Foodborne botulism can be transmitted through food that has not been heated correctly prior to being canned, or food from a can that has not been cooked correctly. Most infant botulism cases cannot be prevented because the bacteria that cause this disease are in soil and dust. The bacteria can also be found inside homes on floors, carpet, and countertops, even after cleaning. Honey can contain the bacteria that cause infant botulism, so children less than 12 months old should not be fed honey.

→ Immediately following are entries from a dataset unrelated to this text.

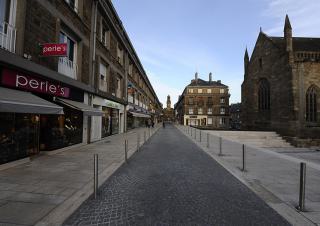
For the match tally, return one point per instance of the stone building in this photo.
(168, 112)
(74, 96)
(281, 84)
(235, 116)
(204, 104)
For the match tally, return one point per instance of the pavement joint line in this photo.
(297, 219)
(62, 211)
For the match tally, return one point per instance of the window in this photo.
(103, 85)
(311, 104)
(264, 95)
(73, 4)
(130, 69)
(222, 111)
(105, 34)
(120, 54)
(190, 111)
(190, 100)
(67, 65)
(222, 121)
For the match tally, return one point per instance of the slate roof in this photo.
(299, 44)
(205, 83)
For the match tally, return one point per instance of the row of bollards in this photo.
(95, 159)
(302, 181)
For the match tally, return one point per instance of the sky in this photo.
(176, 38)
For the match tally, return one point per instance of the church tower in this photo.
(168, 102)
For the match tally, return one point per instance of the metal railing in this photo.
(8, 35)
(67, 67)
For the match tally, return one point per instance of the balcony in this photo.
(67, 67)
(103, 86)
(8, 37)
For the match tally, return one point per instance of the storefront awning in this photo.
(24, 102)
(87, 110)
(140, 115)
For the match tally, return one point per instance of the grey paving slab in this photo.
(171, 181)
(23, 213)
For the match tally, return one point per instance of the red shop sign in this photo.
(54, 49)
(26, 82)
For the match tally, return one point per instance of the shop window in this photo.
(105, 34)
(67, 65)
(190, 111)
(7, 24)
(103, 85)
(311, 104)
(222, 111)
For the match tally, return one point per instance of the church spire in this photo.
(246, 61)
(287, 24)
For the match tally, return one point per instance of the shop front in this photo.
(112, 120)
(137, 117)
(38, 115)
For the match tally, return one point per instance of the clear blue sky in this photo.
(176, 38)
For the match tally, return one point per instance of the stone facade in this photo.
(279, 74)
(204, 104)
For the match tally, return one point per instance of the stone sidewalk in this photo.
(46, 190)
(272, 175)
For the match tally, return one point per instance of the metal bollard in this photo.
(138, 141)
(302, 191)
(243, 158)
(126, 150)
(95, 175)
(220, 146)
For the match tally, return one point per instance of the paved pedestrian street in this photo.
(171, 181)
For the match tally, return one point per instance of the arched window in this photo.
(264, 95)
(311, 104)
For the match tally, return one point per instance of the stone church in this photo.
(281, 87)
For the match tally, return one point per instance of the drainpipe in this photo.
(93, 63)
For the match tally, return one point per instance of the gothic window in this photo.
(264, 95)
(311, 104)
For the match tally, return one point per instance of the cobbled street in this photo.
(173, 182)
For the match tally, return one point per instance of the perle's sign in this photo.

Botulinum toxin is a two-chain polypeptide with a 100-kDa heavy chain joined by a disulfide bond to a 50-kDa light chain. This light chain is an enzyme (a protease) that attacks one of the fusion proteins (SNAP-25, syntaxin or synaptobrevin) at a neuromuscular junction, preventing vesicles from anchoring to the membrane to release acetylcholine. By inhibiting acetylcholine release, the toxin interferes with nerve impulses and causes flaccid (sagging) paralysis of muscles in botulism, as opposed to the spastic paralysis seen in tetanus. The heavy chain of the toxin is particularly important for targeting the toxin to specific types of axon terminals. The toxin must get inside the axon terminals to cause paralysis. Following the attachment of the toxin heavy chain to proteins on the surface of axon terminals, the toxin can be taken into neurons by endocytosis. The light chain is able to cleave endocytotic vesicles and reach the cytoplasm. The light chain of the toxin has protease activity. The type A toxin proteolytically degrades the SNAP-25 protein, a type of SNARE protein. The SNAP-25 protein is required for vesicle fusion that releases neurotransmitters from the axon endings (in particular acetylcholine). Botulinum toxin specifically cleaves these SNAREs, and so prevents neurosecretory vesicles from docking/fusing with the nerve synapse plasma membrane and releasing their neurotransmitters.